The visiting farmer and Greenwell sat in the meeting room in the main office, which is filled with rusty antiques, and heirlooms and antique family photos from the old days of coffee growing in Hawaii. Across the room, a photo hangs showing Greenwell with his late father, who helped to pioneer the family business. In the photo, the two Greenwells pose on a large mechanical harvester, both grinning, dressed in stained blue jeans and snapback caps tightly fitted on their heads.
Separation from the times in that hanging photo grows every day as problems with harvesting coffee worsens.
Not long after returning from seeing all the equipment, Greenwell brings up one of his concepts for the future of coffee farming.
“I tried to get UH interested, I have a good concept for robotic harvesting,” Greenwell said.
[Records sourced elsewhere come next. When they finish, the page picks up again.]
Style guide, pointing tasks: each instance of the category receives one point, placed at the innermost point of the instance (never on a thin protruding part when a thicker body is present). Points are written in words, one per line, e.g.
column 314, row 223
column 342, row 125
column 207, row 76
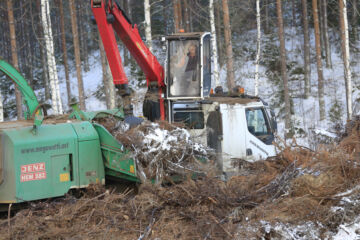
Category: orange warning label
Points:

Even though automated or robotic harvesting seems suitable to cover Greenwell’s various coffee expenses, the technology or mechanics for harvesting coffee has not met the needs for Kona’s terrain or the precise needs to keep Kona’s high quality coffee. Many Kona farmers believe that with harvesting technology now, using it on Kona coffee farms would only deter Kona’s reputation for quality.
“Kona coffee is a very high value crop," Shriner said, "and one of the reasons we get that high dollar for it is because we hand pick our red cherries, and those have the most flavor and are low in defect."
Shriner added that most farmers have small acreage farms, and most of the terrain for Kona Coffee is rough and rocky, which is not very suitable for such equipment.
Greenwell is heading for the door, leaving the farm’s main office. The day is just starting, as the sun creeps over the sloping west side of Mauna Loa. The sun breaks through the field of coffee trees, creating a reflection on the leaves causing them to shimmer.
A growing number of Kona coffee farmers have been receiving $1.85 per pound of cherry this year, if their cherries have no more than 10 percent CBB infestation. Although some mention that a 10 percent average is in the right realm, it’s still higher than infestations seen by competitors in Latin American countries who have been dealing with CBB much longer than Hawaii has.
Greenwell says spraying and other post-harvest CBB control only account for 25 to 30 percent of the efforts. A majority of the control process includes hand labor, scanning and cleaning the coffee trees and grounds, meaning stripping the trees of dead beans and clearing dead branches or leaves from the ground.
“I’m constantly walking by the trees, and I’m looking at beans, picking them," he said. "It just becomes a habit, like where I can just spot it from afar, where it’s like 8 feet away, and I can tell. You know there’s a CBB, or a berry that’s been attacked by a CBB.”